You get out of life what you put in it. If you stand around waiting for the world to thank you for existing and put zero effort into your relationships (marriage, children, parental, siblings, friends) then you're going to get zero effort returned. 

If you sit on your thumbs and wait for everyone else to solve your problems, eventually they'll give up on you and the world as you know it, will fall apart. 

If you lie, steal, break rules and disrespect the people who support, encourage and make your life even possible - eventually they'll reach their bullshit capacity and you'll be swimming in a stinky mess that is your life.

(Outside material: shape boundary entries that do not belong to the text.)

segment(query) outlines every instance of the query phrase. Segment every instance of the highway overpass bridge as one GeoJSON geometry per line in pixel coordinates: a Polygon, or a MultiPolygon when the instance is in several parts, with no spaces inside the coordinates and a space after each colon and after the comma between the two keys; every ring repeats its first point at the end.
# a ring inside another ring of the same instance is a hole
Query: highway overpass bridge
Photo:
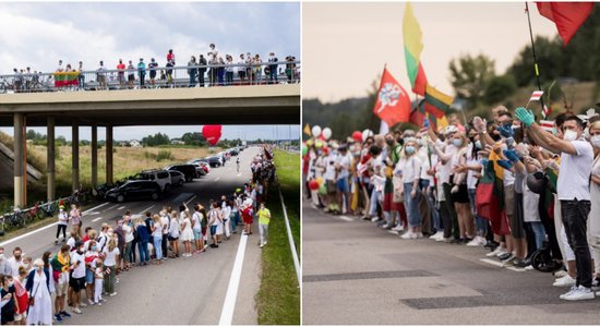
{"type": "Polygon", "coordinates": [[[26,126],[46,126],[48,199],[55,199],[55,128],[72,126],[72,182],[79,182],[79,128],[92,128],[92,184],[97,184],[97,128],[106,128],[106,181],[112,182],[112,128],[130,125],[299,124],[300,84],[53,92],[0,95],[0,126],[14,128],[14,205],[25,205],[26,126]]]}

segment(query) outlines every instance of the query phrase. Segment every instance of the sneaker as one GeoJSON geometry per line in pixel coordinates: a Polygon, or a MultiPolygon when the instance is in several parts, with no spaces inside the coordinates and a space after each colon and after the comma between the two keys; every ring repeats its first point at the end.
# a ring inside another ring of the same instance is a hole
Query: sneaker
{"type": "Polygon", "coordinates": [[[487,253],[485,256],[492,257],[492,256],[496,256],[496,255],[503,254],[503,253],[506,253],[506,250],[497,246],[494,251],[492,251],[490,253],[487,253]]]}
{"type": "Polygon", "coordinates": [[[410,240],[410,239],[415,239],[417,237],[416,233],[411,232],[411,231],[407,231],[406,233],[401,234],[400,235],[400,239],[403,240],[410,240]]]}
{"type": "Polygon", "coordinates": [[[583,300],[593,300],[595,294],[591,291],[591,288],[586,288],[579,286],[576,290],[571,292],[571,294],[565,295],[562,300],[566,301],[583,301],[583,300]]]}
{"type": "Polygon", "coordinates": [[[568,274],[564,277],[561,277],[552,283],[553,287],[563,288],[563,287],[569,287],[575,284],[575,278],[571,277],[568,274]]]}
{"type": "Polygon", "coordinates": [[[571,289],[568,290],[568,292],[564,293],[564,294],[561,294],[559,296],[559,299],[561,300],[565,300],[565,296],[566,295],[571,295],[571,293],[575,292],[577,290],[577,287],[576,286],[572,286],[571,289]]]}

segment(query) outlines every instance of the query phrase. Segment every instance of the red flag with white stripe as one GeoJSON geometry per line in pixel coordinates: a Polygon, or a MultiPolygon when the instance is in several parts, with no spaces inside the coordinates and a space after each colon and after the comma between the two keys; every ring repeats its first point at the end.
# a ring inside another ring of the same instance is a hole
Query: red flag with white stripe
{"type": "Polygon", "coordinates": [[[543,95],[543,90],[533,90],[531,94],[531,98],[529,98],[529,101],[539,101],[543,95]]]}

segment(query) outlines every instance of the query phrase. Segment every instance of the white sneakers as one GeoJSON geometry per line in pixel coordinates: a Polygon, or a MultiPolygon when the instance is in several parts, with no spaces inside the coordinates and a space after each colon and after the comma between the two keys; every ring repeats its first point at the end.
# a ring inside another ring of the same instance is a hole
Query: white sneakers
{"type": "Polygon", "coordinates": [[[575,284],[575,279],[573,277],[571,277],[568,274],[556,279],[554,281],[554,283],[552,283],[553,287],[559,287],[559,288],[562,288],[562,287],[569,287],[569,286],[574,286],[575,284]]]}
{"type": "Polygon", "coordinates": [[[583,286],[579,286],[579,287],[573,286],[568,292],[560,296],[561,300],[566,300],[566,301],[593,300],[595,298],[596,296],[593,294],[593,291],[583,286]]]}
{"type": "Polygon", "coordinates": [[[506,250],[497,246],[494,251],[490,252],[490,253],[487,253],[485,256],[499,256],[499,255],[502,255],[503,253],[506,253],[506,250]]]}
{"type": "Polygon", "coordinates": [[[469,243],[467,243],[467,246],[483,246],[485,245],[485,239],[482,237],[475,237],[469,243]]]}

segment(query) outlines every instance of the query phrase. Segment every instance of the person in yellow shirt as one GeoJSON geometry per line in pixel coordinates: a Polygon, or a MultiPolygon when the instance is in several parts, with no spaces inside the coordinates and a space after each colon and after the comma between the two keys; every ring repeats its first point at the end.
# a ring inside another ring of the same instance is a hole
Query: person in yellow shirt
{"type": "Polygon", "coordinates": [[[261,249],[266,245],[266,238],[268,232],[268,222],[271,221],[271,211],[265,208],[265,203],[261,202],[261,208],[259,209],[259,232],[261,234],[261,249]]]}

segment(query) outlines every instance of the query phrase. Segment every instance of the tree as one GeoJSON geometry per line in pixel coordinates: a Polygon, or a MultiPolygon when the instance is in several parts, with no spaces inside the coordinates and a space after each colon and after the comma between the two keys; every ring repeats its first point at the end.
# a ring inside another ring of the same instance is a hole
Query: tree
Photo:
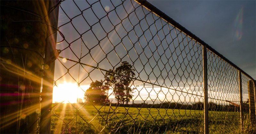
{"type": "Polygon", "coordinates": [[[105,75],[106,84],[112,87],[118,104],[121,102],[124,104],[124,102],[128,104],[132,97],[132,94],[134,89],[131,88],[130,84],[135,78],[135,70],[128,62],[124,61],[116,68],[114,72],[111,69],[105,75]]]}
{"type": "Polygon", "coordinates": [[[84,99],[86,102],[89,102],[94,105],[102,105],[108,103],[109,100],[107,93],[109,86],[104,84],[103,81],[96,80],[91,83],[90,87],[84,94],[84,99]]]}

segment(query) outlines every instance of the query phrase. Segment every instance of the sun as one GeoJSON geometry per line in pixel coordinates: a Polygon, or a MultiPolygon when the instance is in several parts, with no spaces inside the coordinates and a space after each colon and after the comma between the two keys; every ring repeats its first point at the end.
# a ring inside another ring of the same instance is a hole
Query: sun
{"type": "Polygon", "coordinates": [[[84,92],[77,83],[64,83],[53,87],[52,102],[76,103],[78,99],[83,99],[84,92]]]}

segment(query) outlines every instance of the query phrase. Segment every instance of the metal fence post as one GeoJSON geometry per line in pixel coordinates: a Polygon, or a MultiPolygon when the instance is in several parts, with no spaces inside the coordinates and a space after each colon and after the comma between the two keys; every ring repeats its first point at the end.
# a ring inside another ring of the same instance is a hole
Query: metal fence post
{"type": "Polygon", "coordinates": [[[209,133],[208,107],[208,83],[207,74],[207,50],[206,46],[203,46],[203,59],[204,70],[204,133],[209,133]]]}
{"type": "Polygon", "coordinates": [[[241,132],[243,132],[244,122],[244,106],[243,104],[243,91],[242,90],[242,79],[241,71],[238,70],[239,91],[240,94],[240,120],[241,122],[241,132]]]}
{"type": "Polygon", "coordinates": [[[44,74],[41,98],[41,111],[40,123],[40,133],[50,133],[52,106],[52,92],[55,62],[59,55],[56,50],[59,0],[50,1],[49,9],[54,10],[48,14],[48,27],[45,41],[45,53],[44,67],[44,74]],[[56,6],[54,7],[55,6],[56,6]]]}

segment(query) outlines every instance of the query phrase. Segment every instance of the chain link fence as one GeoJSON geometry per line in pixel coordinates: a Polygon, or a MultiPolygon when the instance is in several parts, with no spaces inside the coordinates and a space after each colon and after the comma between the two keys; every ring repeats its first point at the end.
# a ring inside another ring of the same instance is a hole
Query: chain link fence
{"type": "MultiPolygon", "coordinates": [[[[255,80],[153,5],[57,2],[48,10],[60,5],[53,103],[50,111],[42,101],[41,113],[34,108],[30,132],[44,129],[50,112],[54,133],[256,132],[255,80]]],[[[53,28],[45,17],[25,22],[53,28]]],[[[38,79],[36,97],[45,101],[51,96],[42,91],[50,86],[38,79]]],[[[29,120],[18,107],[20,122],[29,120]]]]}
{"type": "MultiPolygon", "coordinates": [[[[146,2],[61,4],[51,132],[204,132],[202,41],[146,2]]],[[[241,127],[239,71],[207,48],[209,132],[253,132],[253,80],[241,127]]]]}

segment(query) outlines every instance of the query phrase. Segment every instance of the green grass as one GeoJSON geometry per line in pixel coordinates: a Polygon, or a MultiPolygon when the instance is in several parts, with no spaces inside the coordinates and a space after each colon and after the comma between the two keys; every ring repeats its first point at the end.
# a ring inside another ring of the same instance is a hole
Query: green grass
{"type": "MultiPolygon", "coordinates": [[[[54,107],[51,132],[198,133],[204,131],[202,110],[82,106],[60,104],[54,107]]],[[[209,119],[211,133],[240,132],[239,112],[209,111],[209,119]]]]}

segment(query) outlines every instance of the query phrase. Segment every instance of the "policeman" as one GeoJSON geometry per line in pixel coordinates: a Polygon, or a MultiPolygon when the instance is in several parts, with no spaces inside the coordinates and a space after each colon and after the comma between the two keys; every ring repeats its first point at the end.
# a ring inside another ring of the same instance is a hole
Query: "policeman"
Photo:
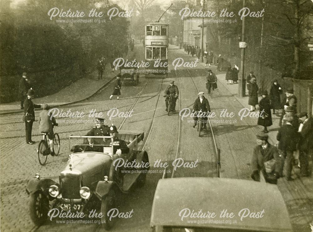
{"type": "Polygon", "coordinates": [[[169,109],[170,111],[175,112],[175,107],[176,106],[176,101],[178,98],[179,92],[178,90],[177,86],[174,84],[174,81],[172,81],[170,83],[170,85],[167,87],[164,92],[164,95],[163,96],[165,98],[165,106],[166,107],[166,110],[167,111],[167,108],[168,107],[168,101],[169,101],[169,97],[172,96],[172,102],[171,103],[171,108],[169,109]]]}
{"type": "MultiPolygon", "coordinates": [[[[126,154],[129,152],[129,148],[127,146],[126,143],[124,140],[120,139],[117,137],[117,129],[116,126],[113,124],[110,128],[110,136],[113,137],[113,153],[121,155],[122,154],[126,154]]],[[[112,145],[112,142],[110,144],[112,145]]],[[[113,157],[113,159],[117,158],[117,156],[113,157]]]]}
{"type": "Polygon", "coordinates": [[[96,118],[94,126],[88,132],[89,136],[110,136],[110,128],[104,124],[105,119],[102,118],[96,118]]]}

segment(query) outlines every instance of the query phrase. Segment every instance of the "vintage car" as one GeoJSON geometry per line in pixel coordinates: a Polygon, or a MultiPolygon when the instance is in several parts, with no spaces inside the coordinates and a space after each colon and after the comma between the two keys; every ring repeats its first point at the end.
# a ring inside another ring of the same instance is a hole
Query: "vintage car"
{"type": "MultiPolygon", "coordinates": [[[[127,193],[134,184],[138,186],[145,184],[146,170],[149,168],[149,158],[145,151],[137,149],[138,143],[144,136],[143,133],[120,131],[118,137],[125,141],[130,151],[117,156],[117,155],[112,155],[113,145],[98,145],[102,146],[103,152],[85,151],[84,148],[89,144],[84,144],[84,142],[74,146],[74,148],[77,148],[78,146],[82,149],[79,151],[74,149],[78,152],[69,155],[65,168],[60,174],[59,183],[49,178],[41,178],[36,174],[26,188],[30,197],[30,212],[34,223],[38,226],[44,223],[52,209],[58,209],[60,211],[85,212],[86,215],[94,209],[102,213],[104,217],[101,219],[105,220],[102,225],[106,229],[109,229],[112,223],[109,220],[107,213],[115,208],[117,194],[127,193]],[[112,158],[114,156],[115,158],[112,158]],[[115,161],[117,161],[122,164],[124,162],[128,168],[116,164],[115,161]],[[129,163],[138,165],[126,165],[129,163]],[[121,171],[126,169],[136,171],[126,174],[121,171]]],[[[113,137],[108,136],[69,137],[71,139],[94,138],[106,140],[109,144],[110,141],[113,141],[113,137]]]]}
{"type": "Polygon", "coordinates": [[[292,231],[277,185],[218,178],[160,180],[150,224],[155,232],[292,231]]]}
{"type": "Polygon", "coordinates": [[[137,85],[139,83],[139,73],[137,68],[123,67],[120,69],[121,80],[124,83],[131,83],[137,85]]]}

You have a choice. Contribute to society or don't. Contribute to your family or don't. Be a good husband, wife, mother, father, daughter, son, sibling, parent - or don't. The choice is absolutely, entirely and completely yours.  And so will the consequences. Those will be yours too. The good, the bad, the ugly. You are responsible for how your life turns out. You. Only you.

If you find yourself going through a lot of relationships. If you find yourself having to start-over all the time. If you find yourself fighting with everyone. If you find yourself being yelled at all the time. If you find yourself being broke more than you're not. If you find yourself buried in bills every month. Who is the common denominator? 

Me? I find myself frustrated. And sad. A lot. And I know it's my fault. I have absolutely no patience left. None. I have endured all I can and the tiniest things make me want to explode (or implode) It's up to ME to fix that. I have to make some difficult decisions or commit to some difficult choices. But I do need to take my own advice and do something different because clearly, what I am doing isn't working. I can't rely on other people to help me get to where I need to be to feel happy and less frustrated. So it's up to me. It's always been up to me.